# katsuramuki with nakiri vs usuba



## slowtyper (Apr 15, 2011)

Now obviously a usuba would be the better knife for this task but for those who have experience with both types of knives, I am wondering how _much_ of a difference it will make. 

Lets say vs using a gyuto.


----------



## echerub (Apr 15, 2011)

I had been practicing katsuramuki with nakiri and gyuto for about a year. I didn't touch my usuba even once during that time partly out of laziness - reaching for what was handiest and what I was already comfortable with - and partly because I figured I was doing alright with my double-beveled knives.

However, when I picked up my usuba just for kicks and katsuramuki'd a daikon one evening, I was pleasantly surprised at how much easier it was to stay thin and consistent all the way through.

There's not much difference, I find, between a nakiri and a gyuto in this role. As some folks say, a nakiri is like a gyuto without the tip and the belly that precedes it. Honestly you could do the same thing with a suji or a petty. It's not so much a matter of the blade size or profile as it is about its geometry. I find that with any double-bevel, you have to concentrate to make sure you keep the sheet thin without breaking through. The usuba, in contrast, just wanted to keep going where it was. I also noticed that I could get move further along with each stroke when using the usuba.

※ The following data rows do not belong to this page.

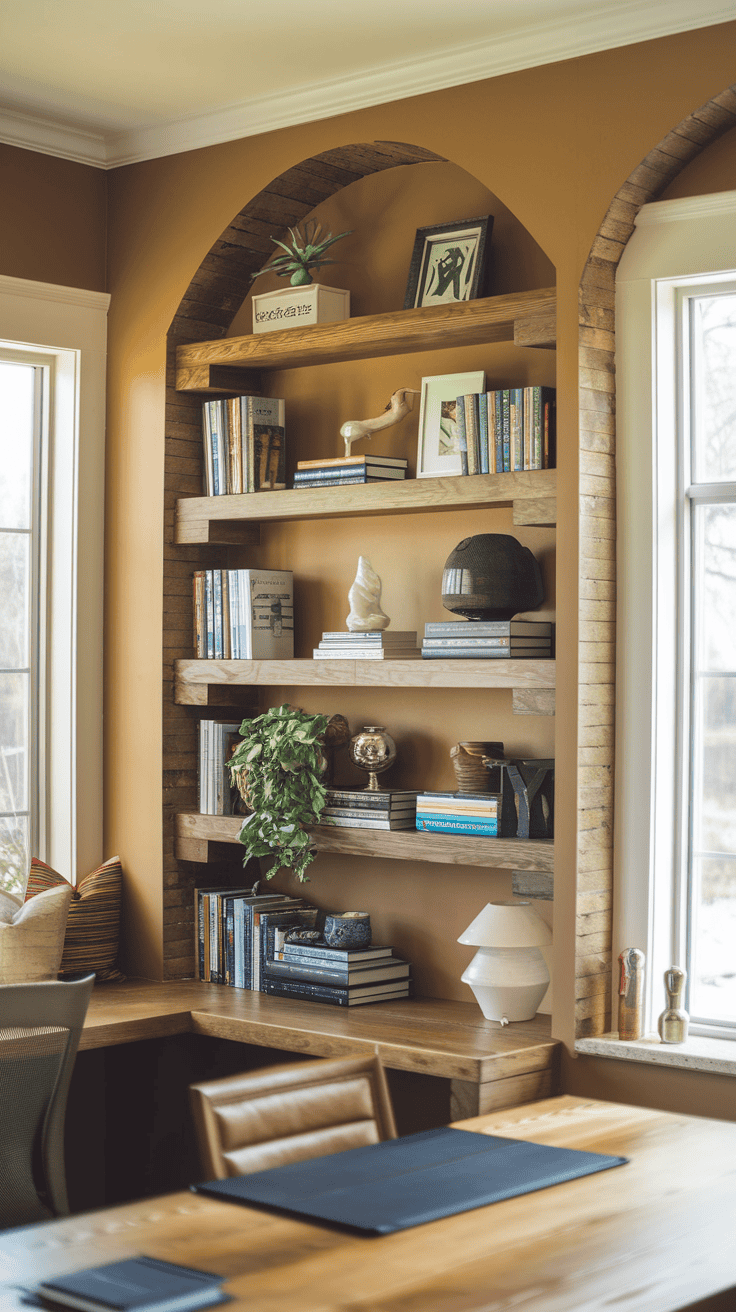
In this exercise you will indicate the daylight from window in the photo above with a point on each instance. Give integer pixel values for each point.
(17, 390)
(713, 668)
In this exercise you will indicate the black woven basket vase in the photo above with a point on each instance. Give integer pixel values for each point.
(491, 576)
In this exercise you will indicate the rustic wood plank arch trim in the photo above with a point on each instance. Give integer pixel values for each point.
(596, 703)
(205, 312)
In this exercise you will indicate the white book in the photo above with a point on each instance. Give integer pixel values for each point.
(266, 601)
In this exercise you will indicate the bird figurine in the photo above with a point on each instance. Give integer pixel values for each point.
(398, 408)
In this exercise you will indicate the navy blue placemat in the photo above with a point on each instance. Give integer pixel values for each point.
(409, 1181)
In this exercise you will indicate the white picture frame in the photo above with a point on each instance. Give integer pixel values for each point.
(437, 453)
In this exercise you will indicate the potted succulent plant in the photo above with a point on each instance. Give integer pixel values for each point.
(278, 769)
(305, 301)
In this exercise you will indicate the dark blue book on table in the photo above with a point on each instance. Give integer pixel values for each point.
(404, 1182)
(135, 1283)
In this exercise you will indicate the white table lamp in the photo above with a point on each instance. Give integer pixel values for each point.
(508, 974)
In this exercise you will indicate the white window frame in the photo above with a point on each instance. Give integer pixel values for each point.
(676, 242)
(64, 329)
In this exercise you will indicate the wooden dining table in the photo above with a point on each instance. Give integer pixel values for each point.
(654, 1235)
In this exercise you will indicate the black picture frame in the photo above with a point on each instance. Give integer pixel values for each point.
(449, 263)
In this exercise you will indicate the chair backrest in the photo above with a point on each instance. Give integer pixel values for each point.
(290, 1113)
(40, 1031)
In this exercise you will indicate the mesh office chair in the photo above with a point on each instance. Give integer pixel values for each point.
(290, 1113)
(40, 1030)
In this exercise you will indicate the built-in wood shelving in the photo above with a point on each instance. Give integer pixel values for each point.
(196, 832)
(236, 518)
(198, 681)
(525, 318)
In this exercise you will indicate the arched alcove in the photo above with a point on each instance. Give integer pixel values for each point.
(213, 299)
(597, 550)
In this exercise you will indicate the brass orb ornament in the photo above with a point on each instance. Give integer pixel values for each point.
(373, 749)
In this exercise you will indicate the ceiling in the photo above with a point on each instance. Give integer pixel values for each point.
(123, 80)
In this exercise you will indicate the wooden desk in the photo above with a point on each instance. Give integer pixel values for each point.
(490, 1066)
(651, 1236)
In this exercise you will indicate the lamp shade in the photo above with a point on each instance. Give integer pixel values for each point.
(511, 924)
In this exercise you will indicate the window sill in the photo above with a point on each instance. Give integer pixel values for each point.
(716, 1056)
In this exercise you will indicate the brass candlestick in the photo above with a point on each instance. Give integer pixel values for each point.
(630, 993)
(674, 1021)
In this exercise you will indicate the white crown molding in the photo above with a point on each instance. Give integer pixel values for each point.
(53, 291)
(32, 133)
(602, 28)
(686, 207)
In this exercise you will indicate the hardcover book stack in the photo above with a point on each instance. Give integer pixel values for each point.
(349, 469)
(378, 644)
(244, 445)
(236, 933)
(343, 976)
(244, 614)
(217, 740)
(353, 808)
(507, 430)
(458, 812)
(487, 639)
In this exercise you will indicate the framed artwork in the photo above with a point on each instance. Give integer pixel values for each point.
(438, 449)
(449, 263)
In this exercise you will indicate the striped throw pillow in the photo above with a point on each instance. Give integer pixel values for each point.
(91, 942)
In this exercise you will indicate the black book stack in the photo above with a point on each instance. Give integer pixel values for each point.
(348, 470)
(341, 976)
(356, 808)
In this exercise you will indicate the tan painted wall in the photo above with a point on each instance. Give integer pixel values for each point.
(554, 144)
(51, 219)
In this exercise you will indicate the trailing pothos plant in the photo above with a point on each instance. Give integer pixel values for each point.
(278, 768)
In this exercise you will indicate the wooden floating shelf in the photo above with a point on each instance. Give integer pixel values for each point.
(235, 518)
(525, 318)
(196, 832)
(198, 681)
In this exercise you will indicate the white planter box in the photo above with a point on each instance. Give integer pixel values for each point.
(293, 307)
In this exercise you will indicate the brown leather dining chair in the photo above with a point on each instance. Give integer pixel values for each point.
(290, 1113)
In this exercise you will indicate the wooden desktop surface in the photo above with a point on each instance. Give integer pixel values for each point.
(427, 1035)
(654, 1235)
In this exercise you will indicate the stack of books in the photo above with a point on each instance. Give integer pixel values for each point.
(344, 976)
(353, 808)
(244, 614)
(458, 812)
(487, 639)
(505, 430)
(217, 740)
(244, 445)
(378, 644)
(236, 933)
(348, 469)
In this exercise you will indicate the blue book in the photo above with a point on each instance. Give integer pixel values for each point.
(483, 432)
(135, 1282)
(458, 824)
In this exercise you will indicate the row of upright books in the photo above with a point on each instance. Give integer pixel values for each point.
(505, 430)
(345, 470)
(487, 639)
(244, 440)
(244, 614)
(361, 808)
(458, 812)
(243, 943)
(378, 644)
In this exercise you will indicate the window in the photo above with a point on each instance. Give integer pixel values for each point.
(676, 665)
(21, 511)
(51, 497)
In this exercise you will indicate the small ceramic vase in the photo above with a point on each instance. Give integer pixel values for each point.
(352, 929)
(467, 764)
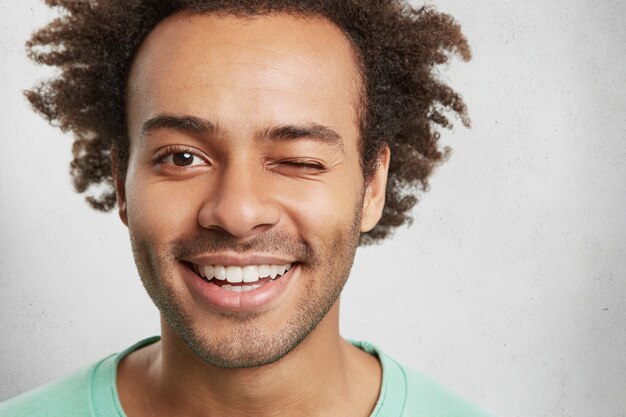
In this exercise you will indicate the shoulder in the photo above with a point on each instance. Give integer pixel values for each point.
(408, 393)
(426, 396)
(65, 397)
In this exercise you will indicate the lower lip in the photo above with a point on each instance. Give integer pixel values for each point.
(246, 301)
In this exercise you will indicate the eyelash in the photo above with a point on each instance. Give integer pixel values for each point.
(303, 164)
(171, 150)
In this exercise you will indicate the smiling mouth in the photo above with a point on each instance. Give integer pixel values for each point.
(239, 278)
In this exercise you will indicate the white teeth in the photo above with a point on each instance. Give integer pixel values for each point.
(219, 272)
(264, 271)
(273, 271)
(234, 274)
(250, 273)
(208, 271)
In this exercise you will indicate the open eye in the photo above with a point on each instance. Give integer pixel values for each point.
(180, 157)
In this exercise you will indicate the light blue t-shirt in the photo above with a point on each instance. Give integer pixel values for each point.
(92, 392)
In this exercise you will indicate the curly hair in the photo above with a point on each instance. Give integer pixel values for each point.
(94, 42)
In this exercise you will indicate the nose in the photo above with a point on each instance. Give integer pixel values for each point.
(241, 203)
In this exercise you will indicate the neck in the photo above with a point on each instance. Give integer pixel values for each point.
(322, 370)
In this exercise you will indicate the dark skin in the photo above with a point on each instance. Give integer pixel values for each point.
(243, 187)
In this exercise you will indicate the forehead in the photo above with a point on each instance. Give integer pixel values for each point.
(272, 69)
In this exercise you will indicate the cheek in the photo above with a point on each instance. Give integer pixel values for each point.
(322, 210)
(159, 210)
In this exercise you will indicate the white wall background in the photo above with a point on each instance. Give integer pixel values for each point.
(510, 286)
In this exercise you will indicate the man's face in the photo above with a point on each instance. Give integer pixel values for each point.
(243, 161)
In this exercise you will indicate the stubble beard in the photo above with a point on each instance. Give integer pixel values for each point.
(246, 345)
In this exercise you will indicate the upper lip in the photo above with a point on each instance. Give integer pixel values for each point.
(234, 260)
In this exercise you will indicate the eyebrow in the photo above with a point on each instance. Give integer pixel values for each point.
(199, 126)
(323, 134)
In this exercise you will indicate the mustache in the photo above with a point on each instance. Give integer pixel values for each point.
(271, 242)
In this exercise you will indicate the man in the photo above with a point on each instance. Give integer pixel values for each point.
(250, 144)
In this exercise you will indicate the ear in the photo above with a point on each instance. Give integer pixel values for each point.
(374, 198)
(120, 189)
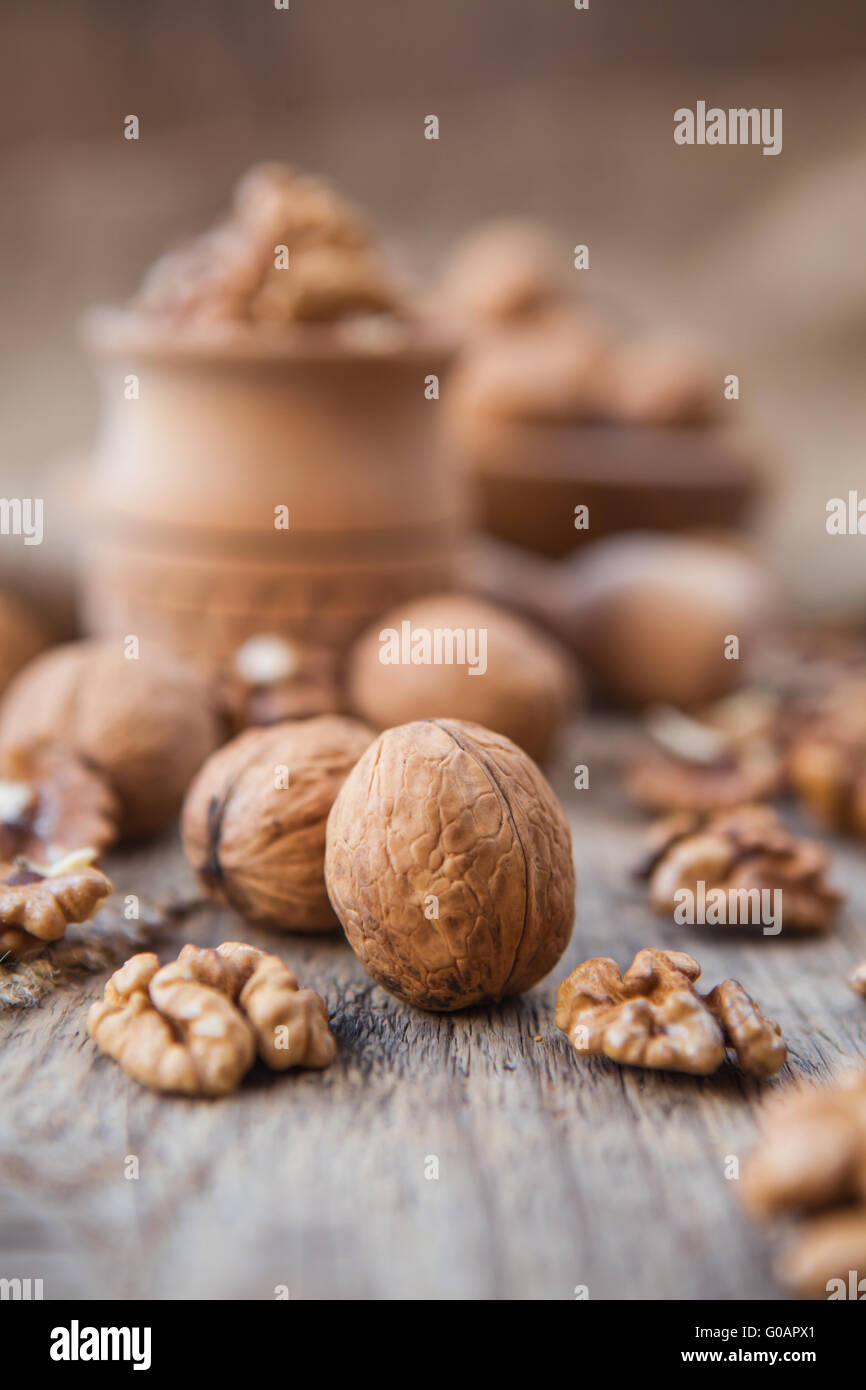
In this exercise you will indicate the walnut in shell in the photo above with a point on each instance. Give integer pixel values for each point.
(143, 724)
(193, 1026)
(449, 865)
(253, 822)
(741, 852)
(489, 667)
(654, 1016)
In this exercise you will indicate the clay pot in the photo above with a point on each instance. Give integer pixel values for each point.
(231, 424)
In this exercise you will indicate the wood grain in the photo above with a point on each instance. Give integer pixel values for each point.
(552, 1172)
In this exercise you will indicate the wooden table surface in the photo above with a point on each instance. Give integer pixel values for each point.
(552, 1172)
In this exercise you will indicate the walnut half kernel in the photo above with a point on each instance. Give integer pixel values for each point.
(38, 902)
(193, 1026)
(654, 1016)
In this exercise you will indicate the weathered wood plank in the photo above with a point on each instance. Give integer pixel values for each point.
(552, 1172)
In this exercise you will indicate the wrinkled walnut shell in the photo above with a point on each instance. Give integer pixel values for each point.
(143, 724)
(256, 838)
(449, 865)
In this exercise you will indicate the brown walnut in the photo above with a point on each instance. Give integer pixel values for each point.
(449, 865)
(524, 692)
(654, 1016)
(253, 820)
(193, 1026)
(741, 851)
(145, 726)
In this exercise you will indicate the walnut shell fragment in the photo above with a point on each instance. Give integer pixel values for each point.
(195, 1026)
(652, 1016)
(36, 904)
(449, 865)
(253, 822)
(742, 852)
(143, 724)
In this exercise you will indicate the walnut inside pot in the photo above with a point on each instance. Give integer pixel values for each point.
(253, 820)
(741, 852)
(449, 865)
(654, 1016)
(327, 270)
(38, 902)
(466, 659)
(195, 1026)
(143, 724)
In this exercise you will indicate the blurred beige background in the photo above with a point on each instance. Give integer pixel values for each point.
(546, 111)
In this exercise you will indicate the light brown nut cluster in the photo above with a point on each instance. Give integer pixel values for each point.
(255, 819)
(811, 1162)
(50, 804)
(449, 865)
(741, 852)
(654, 1016)
(195, 1026)
(708, 779)
(234, 271)
(36, 904)
(827, 759)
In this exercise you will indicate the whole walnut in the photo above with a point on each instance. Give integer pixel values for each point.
(494, 669)
(21, 637)
(145, 724)
(253, 820)
(449, 865)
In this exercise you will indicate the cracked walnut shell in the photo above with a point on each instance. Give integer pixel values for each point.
(520, 683)
(145, 726)
(253, 820)
(741, 851)
(36, 904)
(652, 1016)
(195, 1026)
(449, 865)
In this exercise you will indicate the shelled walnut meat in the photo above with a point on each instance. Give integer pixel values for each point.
(449, 865)
(741, 854)
(143, 724)
(253, 822)
(195, 1026)
(811, 1162)
(827, 759)
(38, 902)
(462, 658)
(654, 1016)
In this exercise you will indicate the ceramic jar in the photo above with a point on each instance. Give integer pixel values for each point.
(248, 483)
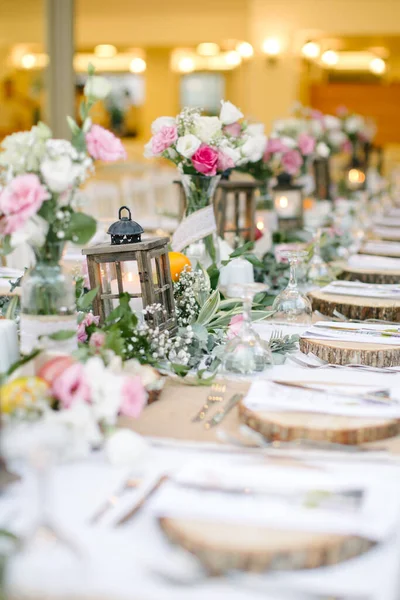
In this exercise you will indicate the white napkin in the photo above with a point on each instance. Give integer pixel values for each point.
(281, 496)
(371, 262)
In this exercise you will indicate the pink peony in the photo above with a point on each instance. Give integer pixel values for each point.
(292, 161)
(306, 144)
(97, 340)
(234, 327)
(164, 139)
(133, 397)
(224, 162)
(275, 145)
(103, 145)
(71, 387)
(20, 200)
(89, 319)
(234, 129)
(205, 160)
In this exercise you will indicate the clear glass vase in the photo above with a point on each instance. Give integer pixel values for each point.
(48, 302)
(203, 247)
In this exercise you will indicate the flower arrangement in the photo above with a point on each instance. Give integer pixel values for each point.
(40, 178)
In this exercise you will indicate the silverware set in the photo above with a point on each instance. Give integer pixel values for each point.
(216, 397)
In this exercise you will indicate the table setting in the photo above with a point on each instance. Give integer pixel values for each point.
(192, 413)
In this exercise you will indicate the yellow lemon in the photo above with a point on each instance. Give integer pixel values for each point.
(177, 262)
(21, 392)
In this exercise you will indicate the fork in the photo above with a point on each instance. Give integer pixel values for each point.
(216, 395)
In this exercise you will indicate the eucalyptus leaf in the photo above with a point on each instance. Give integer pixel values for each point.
(209, 308)
(63, 334)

For me, it's a very noticeable difference between the usuba and any of the double-bevels in terms of the ease at which you can katsuramuki and therefore the speed at which you can go. It's also easier to keep the sheet continuous with the usuba, but it's also doable with the double-bevels.


----------



## JBroida (Apr 15, 2011)

echerub said:


> I had been practicing katsuramuki with nakiri and gyuto for about a year. I didn't touch my usuba even once during that time partly out of laziness - reaching for what was handiest and what I was already comfortable with - and partly because I figured I was doing alright with my double-beveled knives.
> 
> However, when I picked up my usuba just for kicks and katsuramuki'd a daikon one evening, I was pleasantly surprised at how much easier it was to stay thin and consistent all the way through.
> 
> ...


 
+1... the difference between nakiri and gyuto (assuming the gyuto is long enough) is small... the difference between those and an usuba is significant. Usuba is much better


----------



## slowtyper (Apr 15, 2011)

Thanks guys, exactly what I wanted to know. What do you guys think about the konosuke fujiyama white#2 Usuba?


----------



## echerub (Apr 15, 2011)

I've only used one usuba thus far, and it's a Yoshihiro so I couldn't really say much about the Konosuke. Jon will have some good input for you but he might want to go through PM's for that


----------